2話「悪魔派残党•カギヅメ」

クソッ……今日は飯にありつけなかった。

魔物派だかキメラ派だか知らねぇが、無駄に強ぇ怪物を作りすぎなんだよ。

自然の摂理を壊してる? 笑わせんな。

壊されてんのは――俺の飯場だ。


……ん?


森の奥。

揺らめく火の気配。


飯か?


奪うしかねぇだろ、そんなん。

誰のもんだろうが関係ねぇ。


悪魔派残党――カギヅメ。

生きるためなら、なんだってやる。


――行くぞ!


 

墨「……なぁ、日丸。援護を頼めるか?」


火のそばにいた二人組。

もう気づかれてやがる。


日「突然ですね。魔物ですか?」

墨「いや、もっとタチが悪りぃ。どっかの残党だろ」


チッ。

警戒されてるってことは、俺の“気配”を感じ取ってるってことか。


だが――

警戒してる=ビビってる、ってことでもある。


いける。


墨「俺が言うのもなんだが、もう少し危機感持った方がいいんじゃねぇか?」

日「それは……少し気になりますね……」


――今だ。


行くぞ、トウッ!!!


 


墨「そこか――心・開門!(しん・かいもん)」


視界が反転した。


……いや、違う。

斬られたはずなのに、痛みがない。


カ「ぐばぁ――っ!……あれ?」


体じゃない。

切られたのは、もっと奥だ。


墨「オメェは、ちっと自分を顧みた方がいいかもな」


何を――


目の前が歪む。

炎、血、叫び声。

俺が壊してきたものが、勝手に浮かび上がる。


日「……意外と小柄、ですね?」

カ「なんだか知らねぇが……テメェら、覚えておけよ!」


言い捨てて、俺は逃げた。

これ以上、あの場にいたら――

何かを失う気がした。


 


日「……なんだったんでしょうね、彼」

墨「気にすんな。過去に縋るしかねぇ亡霊みてぇなもんだ」


焚き火の向こうで、あの男がそう言った。


日「さっき叫んでた技、なんなんですか?」

墨「いざ聞かれるとちょっと恥ずかしいな。
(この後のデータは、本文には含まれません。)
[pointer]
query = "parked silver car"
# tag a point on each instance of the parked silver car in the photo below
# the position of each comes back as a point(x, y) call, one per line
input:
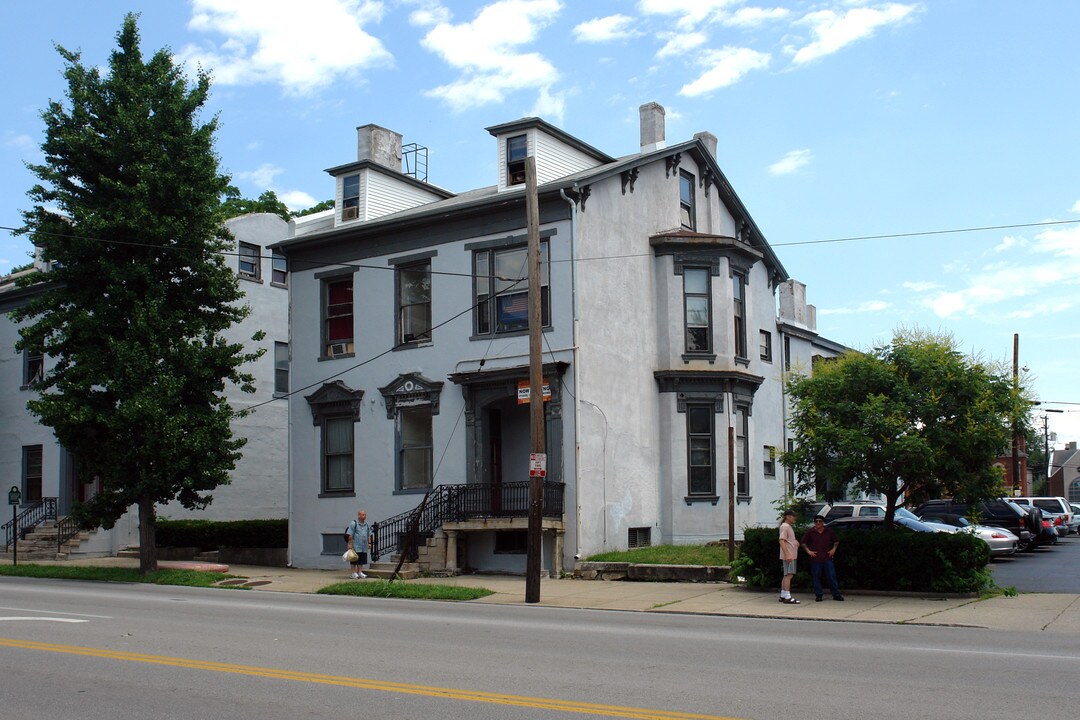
point(1002, 542)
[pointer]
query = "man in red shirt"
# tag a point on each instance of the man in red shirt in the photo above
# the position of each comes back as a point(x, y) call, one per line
point(820, 544)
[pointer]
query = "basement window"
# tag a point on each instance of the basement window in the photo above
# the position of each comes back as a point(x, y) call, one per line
point(638, 538)
point(511, 542)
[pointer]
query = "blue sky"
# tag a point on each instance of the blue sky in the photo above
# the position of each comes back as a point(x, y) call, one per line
point(836, 119)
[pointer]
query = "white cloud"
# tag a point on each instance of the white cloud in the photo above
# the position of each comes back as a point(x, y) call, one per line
point(296, 200)
point(605, 29)
point(680, 43)
point(755, 16)
point(431, 14)
point(834, 30)
point(792, 162)
point(1063, 243)
point(920, 286)
point(261, 176)
point(726, 67)
point(869, 306)
point(486, 53)
point(272, 42)
point(551, 107)
point(1007, 243)
point(1026, 274)
point(691, 13)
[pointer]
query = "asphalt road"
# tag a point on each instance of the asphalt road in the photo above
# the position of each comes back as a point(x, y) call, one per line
point(119, 652)
point(1050, 569)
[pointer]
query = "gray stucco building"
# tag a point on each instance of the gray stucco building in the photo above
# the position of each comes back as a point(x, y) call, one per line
point(664, 350)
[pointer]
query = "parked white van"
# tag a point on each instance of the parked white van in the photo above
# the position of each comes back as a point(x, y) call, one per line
point(1057, 507)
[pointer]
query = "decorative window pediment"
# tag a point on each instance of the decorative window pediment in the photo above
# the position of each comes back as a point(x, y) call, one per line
point(410, 390)
point(334, 398)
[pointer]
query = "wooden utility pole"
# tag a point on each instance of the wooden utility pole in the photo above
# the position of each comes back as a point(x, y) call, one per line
point(536, 385)
point(731, 490)
point(1018, 484)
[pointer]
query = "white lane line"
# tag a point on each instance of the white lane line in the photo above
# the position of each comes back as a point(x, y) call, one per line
point(57, 612)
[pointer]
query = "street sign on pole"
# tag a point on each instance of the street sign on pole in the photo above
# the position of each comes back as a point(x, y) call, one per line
point(538, 464)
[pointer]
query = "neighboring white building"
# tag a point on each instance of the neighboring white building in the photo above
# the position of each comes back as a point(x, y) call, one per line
point(31, 458)
point(661, 341)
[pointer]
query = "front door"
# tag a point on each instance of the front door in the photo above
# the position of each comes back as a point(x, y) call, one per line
point(495, 458)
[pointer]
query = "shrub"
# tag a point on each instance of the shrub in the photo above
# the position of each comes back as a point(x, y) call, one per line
point(211, 534)
point(877, 559)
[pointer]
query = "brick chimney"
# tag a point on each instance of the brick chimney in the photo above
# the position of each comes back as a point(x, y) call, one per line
point(652, 126)
point(380, 146)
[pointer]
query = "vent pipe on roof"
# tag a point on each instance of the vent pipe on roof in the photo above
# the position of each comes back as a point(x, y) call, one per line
point(380, 146)
point(710, 141)
point(652, 126)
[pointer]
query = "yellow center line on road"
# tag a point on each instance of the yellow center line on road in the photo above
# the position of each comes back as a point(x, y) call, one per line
point(404, 688)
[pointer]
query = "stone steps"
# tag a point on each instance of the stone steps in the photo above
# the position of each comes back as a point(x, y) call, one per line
point(40, 544)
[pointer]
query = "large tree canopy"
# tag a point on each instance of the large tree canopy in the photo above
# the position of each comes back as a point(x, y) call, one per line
point(913, 419)
point(129, 212)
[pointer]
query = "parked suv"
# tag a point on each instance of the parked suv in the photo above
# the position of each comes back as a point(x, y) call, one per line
point(999, 513)
point(856, 508)
point(1056, 506)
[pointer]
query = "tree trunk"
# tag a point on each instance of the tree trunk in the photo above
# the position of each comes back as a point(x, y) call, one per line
point(147, 537)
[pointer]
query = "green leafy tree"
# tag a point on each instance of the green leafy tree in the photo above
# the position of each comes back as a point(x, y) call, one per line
point(235, 205)
point(913, 419)
point(139, 294)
……ま、あいつの“心”を、少し覗いただけさ」

日「???」


 


……なんなんだ、あいつら。


特に、ヘンテコな腕の男。


怖かった。

だが、それだけじゃない。


――切られた瞬間。

なぜか、否定されなかった気がした。


……優しかった?


馬鹿言え。


俺は悪魔派残党だ。

考える必要なんてねぇ。


とりあえず――

飯を探す。


だがその違和感は、

しつこく胸の奥に残り続けていた。